I was 10 years old when I saw the video of Rodney King’s assault by the LAPD. What shocked me most was the relentless, inarguable quality of the baton strikes — again and again, the officers and their weapons rendered in cool gray by the black-and-white film.
What did that feel like? I wondered. Was it like being hit with a baseball bat? A pipe? A stick? I could scarcely imagine what King endured, and I could not understand why the cops kept going. I watched the video many times, looking for answers. I remember asking my mother, who is white, “Aren’t the police scared they’re going to hurt him?” I don’t remember how she responded, but she was radically progressive; she probably said something like, “Hurting him is the whole point, honey.” My experience with the video marked me deeply. Thirty years later, I can instantly conjure its brutal choreography.

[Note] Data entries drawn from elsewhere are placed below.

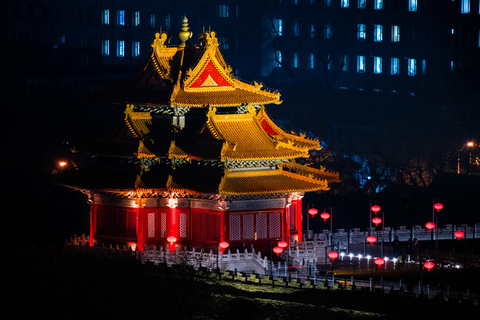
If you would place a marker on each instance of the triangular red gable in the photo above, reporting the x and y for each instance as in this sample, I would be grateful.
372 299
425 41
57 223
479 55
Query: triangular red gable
210 73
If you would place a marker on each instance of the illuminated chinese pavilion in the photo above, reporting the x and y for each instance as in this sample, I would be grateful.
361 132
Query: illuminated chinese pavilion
197 158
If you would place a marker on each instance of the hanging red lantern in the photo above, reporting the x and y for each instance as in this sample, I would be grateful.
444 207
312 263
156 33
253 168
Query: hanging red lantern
377 221
459 234
429 265
171 242
278 250
379 261
325 216
371 239
333 255
438 206
282 244
430 226
223 245
312 212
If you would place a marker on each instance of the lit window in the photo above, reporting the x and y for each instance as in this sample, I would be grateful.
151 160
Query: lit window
345 63
361 32
328 31
121 17
412 67
378 33
278 58
394 66
152 19
136 18
106 16
120 48
465 6
277 24
360 63
378 4
136 49
412 5
377 65
221 11
106 47
395 33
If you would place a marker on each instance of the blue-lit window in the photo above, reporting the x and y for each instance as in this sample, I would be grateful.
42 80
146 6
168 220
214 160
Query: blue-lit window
136 18
277 24
345 63
105 16
412 5
121 17
395 33
465 6
394 66
105 47
136 49
378 4
378 33
120 48
328 31
377 65
412 67
221 11
361 64
152 19
361 31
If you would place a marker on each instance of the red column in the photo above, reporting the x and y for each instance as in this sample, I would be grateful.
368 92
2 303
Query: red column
298 219
93 222
140 228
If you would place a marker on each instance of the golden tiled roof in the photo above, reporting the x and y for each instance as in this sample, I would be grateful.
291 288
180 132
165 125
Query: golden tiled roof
245 138
269 181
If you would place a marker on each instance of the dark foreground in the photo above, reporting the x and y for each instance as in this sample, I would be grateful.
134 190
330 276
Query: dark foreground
79 285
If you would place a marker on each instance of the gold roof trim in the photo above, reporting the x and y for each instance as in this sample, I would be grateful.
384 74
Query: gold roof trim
137 122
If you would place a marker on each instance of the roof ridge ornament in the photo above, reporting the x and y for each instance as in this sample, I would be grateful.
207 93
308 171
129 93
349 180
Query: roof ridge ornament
185 34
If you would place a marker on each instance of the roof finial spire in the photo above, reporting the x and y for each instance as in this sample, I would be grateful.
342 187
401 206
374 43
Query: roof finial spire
184 34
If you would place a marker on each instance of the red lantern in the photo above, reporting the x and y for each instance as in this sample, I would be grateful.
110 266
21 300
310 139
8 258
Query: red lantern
377 220
223 245
429 265
282 244
438 206
430 225
379 261
313 211
325 216
171 242
333 255
371 239
277 250
459 234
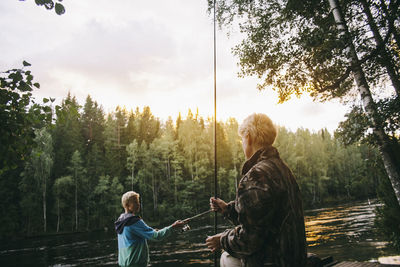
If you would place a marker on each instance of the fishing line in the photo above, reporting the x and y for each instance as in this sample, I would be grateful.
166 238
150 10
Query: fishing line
215 128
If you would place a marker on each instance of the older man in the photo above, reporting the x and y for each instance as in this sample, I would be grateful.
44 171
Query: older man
267 212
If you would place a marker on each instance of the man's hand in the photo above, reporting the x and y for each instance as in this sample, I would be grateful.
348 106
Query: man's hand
217 204
213 242
179 223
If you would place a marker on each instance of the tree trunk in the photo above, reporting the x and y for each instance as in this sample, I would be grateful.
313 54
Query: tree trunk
386 59
76 201
44 196
368 103
133 169
390 19
175 189
58 214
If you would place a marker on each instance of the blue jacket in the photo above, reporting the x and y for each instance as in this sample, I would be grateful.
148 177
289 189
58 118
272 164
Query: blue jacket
133 234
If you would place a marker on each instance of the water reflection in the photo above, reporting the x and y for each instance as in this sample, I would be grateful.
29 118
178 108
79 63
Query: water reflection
345 232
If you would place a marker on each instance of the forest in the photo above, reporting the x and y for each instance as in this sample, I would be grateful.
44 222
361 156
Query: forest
81 160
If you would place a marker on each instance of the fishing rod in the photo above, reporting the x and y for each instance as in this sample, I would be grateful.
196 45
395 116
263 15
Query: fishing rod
187 220
215 126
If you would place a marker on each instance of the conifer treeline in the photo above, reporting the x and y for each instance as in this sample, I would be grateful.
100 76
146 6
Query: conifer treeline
82 163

A year after King’s assault, I remember walking with my classmates to lunch when the verdict was announced: not guilty. The officers who nearly killed King were free to step out of that Ventura County courtroom, with the sunlight on their faces, free from punishment and consequence. By then, images from the LA riots had become prominent in my mind. But I remember seeing the King video again during the opening credits of Spike Lee’s 1992 film, “Malcolm X.” I knew in my body that the clip — which had now been viewed globally — was unimpeachable evidence of a crime, no matter what any jury decided. We had proof, even if only we knew it.